With or Without Love (released as Una hora más en Canarias in Spain and Con amor y sin amor in Colombia) is a 2010 Spanish-Colombian screwball musical comedy film directed by David Serrano and written by Olga Iglesias and Serrano which stars Quim Gutiérrez, Angie Cepeda, Juana Acosta, and Miren Ibarguren.

== Plot ==
Married Claudia, dumped by lover Pablo for Elena, wants to win Pablo back, with help from sister Mónica, without factoring in the possibility of the latter also falling for Pablo.

== Production ==
The film is a Telespan 2000, Lazona, and Dynamo Spanish-Colombian co-production with the participation of TVE and Canal+. Shooting locations in Tenerife included Garachico, Icod de los Vinos, La Laguna, El Bollullo beach, the Tenerife South Airport, and Buenavista. Cepeda (from Cartagena) and Acosta (from Cali) agreed on both using a Bogotá accent to pass as sisters. It was released theatrically in Colombia on 5 August 2011 by UIP.

== Release ==
The film premiered at the 13th Málaga Film Festival on 23 April 2010. Distributed by Vértice Cine, it was released theatrically in Spain on 16 July 2010 in 275 screens, with a €262,800 opening weekend. It ended up grossing just over €0.8 million at the Spanish box office.

== Reception ==
Jonathan Holland of Variety deemed the "technically polished, fast-moving screwball musical laffer" to also be a "retrograde hit-and-miss fare with a reheated script, a truly appalling score and many failed gags".

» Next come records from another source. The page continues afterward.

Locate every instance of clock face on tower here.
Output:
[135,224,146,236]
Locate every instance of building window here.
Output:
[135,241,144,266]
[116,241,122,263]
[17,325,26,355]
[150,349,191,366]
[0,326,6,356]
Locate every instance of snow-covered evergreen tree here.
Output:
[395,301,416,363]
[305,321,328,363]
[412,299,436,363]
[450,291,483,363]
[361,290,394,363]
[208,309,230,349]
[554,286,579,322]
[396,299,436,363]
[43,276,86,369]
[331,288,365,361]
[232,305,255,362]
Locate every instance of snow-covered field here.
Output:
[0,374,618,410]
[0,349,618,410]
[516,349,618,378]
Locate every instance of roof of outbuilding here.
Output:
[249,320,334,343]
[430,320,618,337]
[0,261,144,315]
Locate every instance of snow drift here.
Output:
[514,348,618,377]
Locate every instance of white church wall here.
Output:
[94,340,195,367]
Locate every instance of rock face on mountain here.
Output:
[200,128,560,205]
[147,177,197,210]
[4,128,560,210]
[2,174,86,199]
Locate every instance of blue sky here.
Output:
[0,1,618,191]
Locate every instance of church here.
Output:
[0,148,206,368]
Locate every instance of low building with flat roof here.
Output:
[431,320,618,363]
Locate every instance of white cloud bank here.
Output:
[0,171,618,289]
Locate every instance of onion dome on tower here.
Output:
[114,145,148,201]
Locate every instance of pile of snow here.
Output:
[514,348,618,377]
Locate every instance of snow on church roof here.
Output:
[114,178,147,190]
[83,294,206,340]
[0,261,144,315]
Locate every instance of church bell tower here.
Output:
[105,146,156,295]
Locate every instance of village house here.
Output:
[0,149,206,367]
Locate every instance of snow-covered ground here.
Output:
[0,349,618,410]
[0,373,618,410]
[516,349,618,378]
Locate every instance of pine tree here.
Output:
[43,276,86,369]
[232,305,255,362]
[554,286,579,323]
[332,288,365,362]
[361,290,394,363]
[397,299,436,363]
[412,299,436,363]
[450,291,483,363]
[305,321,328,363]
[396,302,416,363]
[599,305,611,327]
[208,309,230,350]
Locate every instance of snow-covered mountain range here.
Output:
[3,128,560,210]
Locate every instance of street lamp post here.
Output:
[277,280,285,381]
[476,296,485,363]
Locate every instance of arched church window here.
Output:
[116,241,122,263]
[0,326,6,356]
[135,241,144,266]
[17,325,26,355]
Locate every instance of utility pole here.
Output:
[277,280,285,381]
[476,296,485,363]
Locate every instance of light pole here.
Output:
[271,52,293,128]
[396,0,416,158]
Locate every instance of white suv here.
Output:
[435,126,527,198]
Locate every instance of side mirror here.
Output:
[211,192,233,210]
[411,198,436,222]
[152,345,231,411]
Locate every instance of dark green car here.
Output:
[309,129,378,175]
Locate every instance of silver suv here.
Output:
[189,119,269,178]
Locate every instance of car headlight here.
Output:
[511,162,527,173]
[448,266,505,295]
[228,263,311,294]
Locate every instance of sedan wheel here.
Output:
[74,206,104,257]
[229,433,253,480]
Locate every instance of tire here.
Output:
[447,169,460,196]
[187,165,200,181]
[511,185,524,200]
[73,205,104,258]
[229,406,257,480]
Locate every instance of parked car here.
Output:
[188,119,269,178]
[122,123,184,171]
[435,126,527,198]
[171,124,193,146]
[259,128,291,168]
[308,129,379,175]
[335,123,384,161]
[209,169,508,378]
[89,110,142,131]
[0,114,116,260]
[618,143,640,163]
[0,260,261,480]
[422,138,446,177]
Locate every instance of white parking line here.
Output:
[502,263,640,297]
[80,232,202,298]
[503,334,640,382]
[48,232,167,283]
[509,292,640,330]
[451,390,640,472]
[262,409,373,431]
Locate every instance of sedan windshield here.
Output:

Nando Salvà of El Periódico de Catalunya wrote that the film "fails to balance its aspirations as a romantic comedy with its pedestrian and trite attempts to emulate Howard Hawks' screwball comedies or with its orthopedic musical numbers".

Irene Crespo of Cinemanía rated the film 3 out of 5 stars, highlighting how Quim Gutiérrez reveals himself as the Hugh Grant of Spanish romantic comedy.